Tocar casa
‘Se aprende en la escuela, se olvida en la guerra. Un niño te vuelve a enseñar.’
Si queréis aprender como legislar con sentido y responsabilidad, observad a un niño jugar al pilla-pilla:
En el centro de la plaza del pueblo hay una cumbre de ocho niños decidiendo quién arrancará el juego portando la peste. Entre todas las miradas infantiles, es imposible no percibir el miedo en los ojos del niño gordito, pues sabe que si comienza pillando él, le será complicado deshacerse de la posición de persecutor y permitir que el juego entre en dinámica.
No han hecho falta más de diez segundos para que aparezca Darío, el niño más rápido de la pandilla, ofreciéndose para ser el primero en pillar, no sin algo de inocente condescendencia. El verdadero salvador.
En un determinado instante se percibe la tensión. Darío está a punto de tocar la espalda de otro niño. El primero corre en línea recta con la espalda algo encorvada y con cara de circunstancias. Estira el brazo y, al tocar la fuente del pueblo grita con todas sus fuerzas.
– ¡¡¡CASA!!!
– ¡No, no, te he tocado! – replica el otro. Empieza el juicio
– ¡No me puedes pillar que estoy en casa! – Está legislando en medio de un juicio. Sí señor.
En ese punto aparece el jurado, que no son otros que el resto de niños que estaban atentos a la jugada. En este punto es muy probable que la balanza se incline hacia el lado del menos privilegiado (en este caso el menos veloz), o del niño que mejor caiga entre el resto del grupo.

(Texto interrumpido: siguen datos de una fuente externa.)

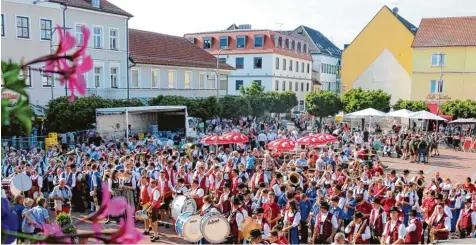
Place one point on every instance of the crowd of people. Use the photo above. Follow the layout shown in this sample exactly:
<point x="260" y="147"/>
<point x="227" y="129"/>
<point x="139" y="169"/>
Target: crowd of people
<point x="338" y="193"/>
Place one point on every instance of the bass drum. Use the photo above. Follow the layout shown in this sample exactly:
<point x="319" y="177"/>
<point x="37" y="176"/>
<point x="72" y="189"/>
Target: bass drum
<point x="188" y="227"/>
<point x="214" y="227"/>
<point x="182" y="204"/>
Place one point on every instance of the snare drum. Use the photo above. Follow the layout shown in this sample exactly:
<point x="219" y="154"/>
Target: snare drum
<point x="182" y="204"/>
<point x="214" y="227"/>
<point x="188" y="227"/>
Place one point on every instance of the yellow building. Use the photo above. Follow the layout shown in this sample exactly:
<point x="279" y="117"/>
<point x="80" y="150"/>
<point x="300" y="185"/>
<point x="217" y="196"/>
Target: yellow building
<point x="444" y="47"/>
<point x="380" y="57"/>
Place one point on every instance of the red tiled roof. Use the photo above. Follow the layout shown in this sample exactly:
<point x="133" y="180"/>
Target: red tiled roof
<point x="105" y="6"/>
<point x="446" y="32"/>
<point x="160" y="49"/>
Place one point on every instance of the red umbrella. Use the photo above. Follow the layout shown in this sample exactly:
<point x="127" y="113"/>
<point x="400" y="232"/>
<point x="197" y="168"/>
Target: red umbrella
<point x="282" y="145"/>
<point x="214" y="140"/>
<point x="235" y="138"/>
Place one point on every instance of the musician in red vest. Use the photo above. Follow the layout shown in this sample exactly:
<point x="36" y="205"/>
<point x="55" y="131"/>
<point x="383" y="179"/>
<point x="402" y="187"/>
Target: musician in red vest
<point x="377" y="220"/>
<point x="326" y="225"/>
<point x="467" y="220"/>
<point x="440" y="224"/>
<point x="154" y="209"/>
<point x="356" y="230"/>
<point x="414" y="229"/>
<point x="394" y="232"/>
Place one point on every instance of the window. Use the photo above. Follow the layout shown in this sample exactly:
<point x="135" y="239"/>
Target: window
<point x="135" y="78"/>
<point x="438" y="59"/>
<point x="238" y="84"/>
<point x="3" y="25"/>
<point x="79" y="34"/>
<point x="188" y="77"/>
<point x="259" y="41"/>
<point x="46" y="78"/>
<point x="45" y="29"/>
<point x="240" y="41"/>
<point x="97" y="37"/>
<point x="172" y="79"/>
<point x="223" y="42"/>
<point x="434" y="87"/>
<point x="113" y="39"/>
<point x="201" y="82"/>
<point x="23" y="27"/>
<point x="96" y="3"/>
<point x="207" y="43"/>
<point x="114" y="71"/>
<point x="258" y="62"/>
<point x="240" y="62"/>
<point x="97" y="76"/>
<point x="155" y="78"/>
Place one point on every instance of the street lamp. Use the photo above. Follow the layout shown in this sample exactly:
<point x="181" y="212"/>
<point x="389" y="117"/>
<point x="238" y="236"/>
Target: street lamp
<point x="218" y="72"/>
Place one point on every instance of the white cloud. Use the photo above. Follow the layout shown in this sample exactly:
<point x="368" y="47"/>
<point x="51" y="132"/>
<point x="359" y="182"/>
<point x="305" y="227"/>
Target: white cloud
<point x="339" y="20"/>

– ¡Estaba en casa, porque la fuente siempre es casa! – Han utilizado la jurisprudencia. Los jueces se han pronunciado.
Pienso mucho estos días en la reflexión que lanza el sociólogo alemán Hartmut Rosa a cerca de lo incontrolable del mundo.
En la época premoderna a nadie le atormentaba los límites del tiempo. Nadie sentía ansiedad porque se le agotara la vida terrenal, pues había una firme creencia en que existía algo más allá de la muerte. No hay minutos que exprimir ni días que aprovechar, pues, para nuestros antepasados, la vida no tiene límite y nuestro paso por la Tierra no es más que un simple trámite.
Según nuestro invitado, la modernidad, al vaciar la existencia humana de cualquier aproximación espiritual, nos ha abandonado a lo terrenal.
No disfrutas de la misma forma una comida si ésta es larga y con sobremesa que si solo dispones de diez minutos para engullir entre reuniones. Tampoco disfrutas tanto una vida si la sientes infinita, que con la constante sensación de que se te escapa el tiempo como arena entra las manos.
Observo con incredulidad la narrativa de la publicidad de nuestro tiempo, queriendo hacernos creer que la mejor forma de pasar el verano es huir de osos en selvas amazónicas, subir el Everest, pagarte fiestas a lo Berghain, montarte trios en caravanas y comer noodles de una cazuela. Escapar de ti mismo a culturas que no conoces (ni conocerás) como quien pide un tiempo muerto en un partido que se le está haciendo cuesta arriba.
Qué obsesión con hacerme creer que voy a ser más feliz en una playa de Bali, fingiendo ser quien no soy, que en una cala de la Vila Joiosa, con una camisa de lino y rejuntándome con gente que me quiere por lo que soy.
Las Islas Phi Phi son infinitamente superiores, en términos de calidad, a la de la Caleta. Ahora bien, ¿es más sencillo socializar entre sevillanas de sonrisa ágil o entre lugareños del Sudeste asiático con quien ni siquiera compartes un idioma?
Lo que me reconforta es lo conocido, lo familiar. Lo que me recuerda lo que soy.
Sombreros de paja y atardeceres con amigos comiendo pipas. Fiestas de pueblo, mercadillos artesanos y niños jugando con Super Shocker. Citroën Mehari entrando a la cala y conducir un vespino en chancletas y sin casco. Llegar al chiringuito y que me saluden a gritos mis amigos desde lo lejos. Que me esté esperando una caña bien fría.
No necesito un tiempo muerto si estoy disfrutando del partido. Necesito jugar para divertirme, y no para ganar. Y, cuando siento que estoy huyendo hacia adelante y que la vida está a punto de pillarme, lo único que necesito es tocar casa.